Medicaid for Pregnant Women provides comprehensive prenatal care to low-income women and teens, including routine prenatal check-ups, lab work, and access to specialists and hospital care, during pregnancy and delivery and for up to two months after delivery. In addition, their infants receive health care services for at least one year after birth. This coverage is available to all pregnant women, with incomes above traditional Medicaid standards. Pregnant women can be eligible with income at or below 223% of the the Federal Poverty Level (FPL). Pregnant women only need to show proof of residency, income and identity. No verification is required for citizenship, immigrations status or social security number.

Family Planning Benefit Program

The Family Planning Benefit Program (FPBP) is a Medicaid program for low income males and females that covers family planning services who are not already enrolled in Medicaid and meet certain income, and citizenship or immigration status requirements. Individuals with private health insurance may also enroll in FPBP if they need confidential services and meet the eligibility requirements. Enrollees may access services at any provider that accepts Medicaid and provides family planning services. The goal of FPBP is to increase access to confidential family planning services and to enable teens, women, and men of childbearing age to reduce unintended pregnancies.

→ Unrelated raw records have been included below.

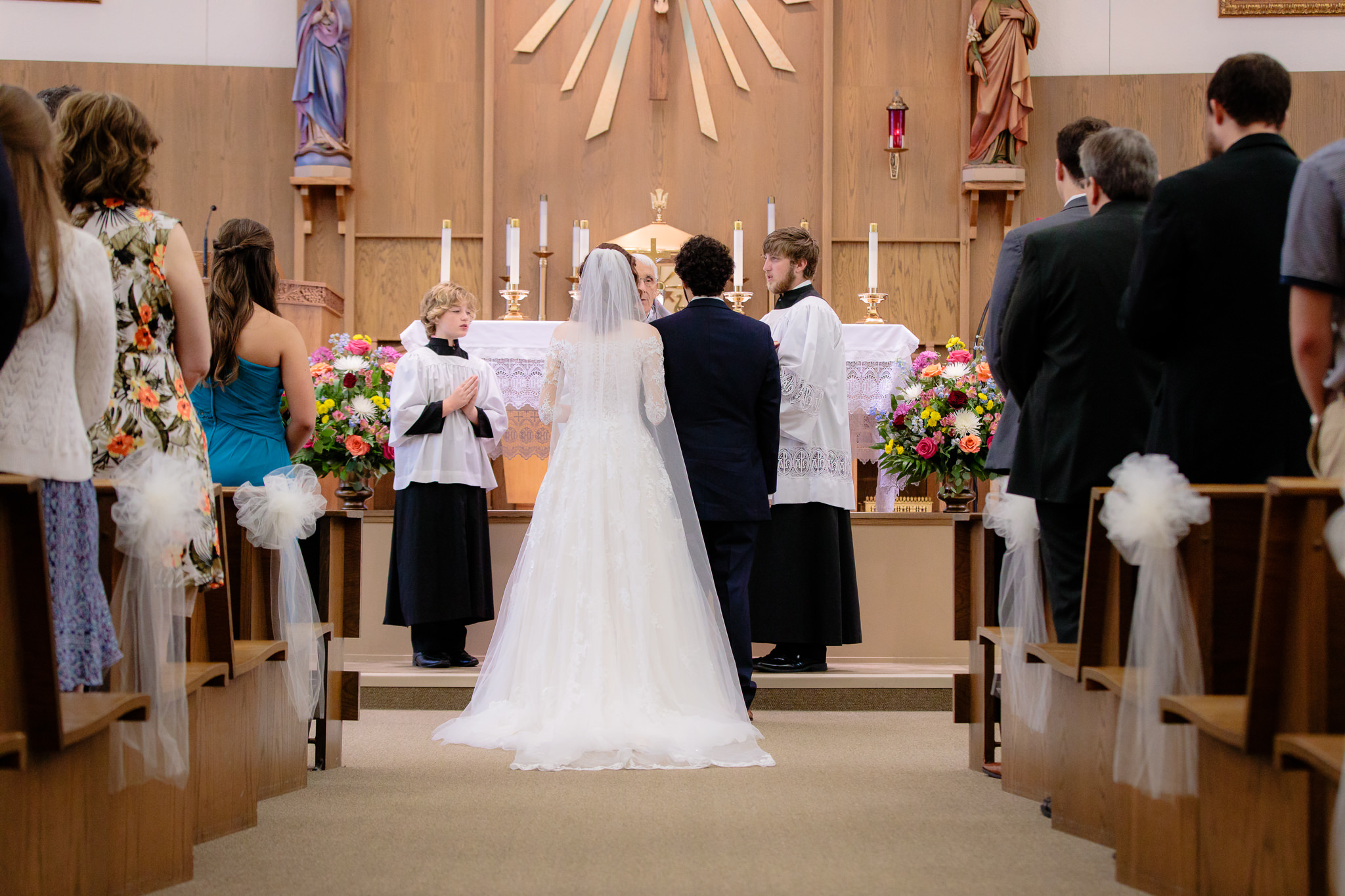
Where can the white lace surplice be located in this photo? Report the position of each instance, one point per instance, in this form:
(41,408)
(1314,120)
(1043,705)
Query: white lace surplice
(814,417)
(608,652)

Family Planning Extension Program

The Family Planning Extension Program (FPEP) provides 24 months of family planning services to women who were pregnant while in receipt of Medicaid (regardless of how that pregnancy ended), but who are no longer eligible for Medicaid, Family Health Plus or the Family Planning Benefit Program (FPBP) after their 60 day post-partum period. Women and teens are automatically enrolled in this program, and may access covered services through all Medicaid-enrolled providers with their existing Medicaid cards. Financed entirely by New York State, this program does not consider income or immigration status.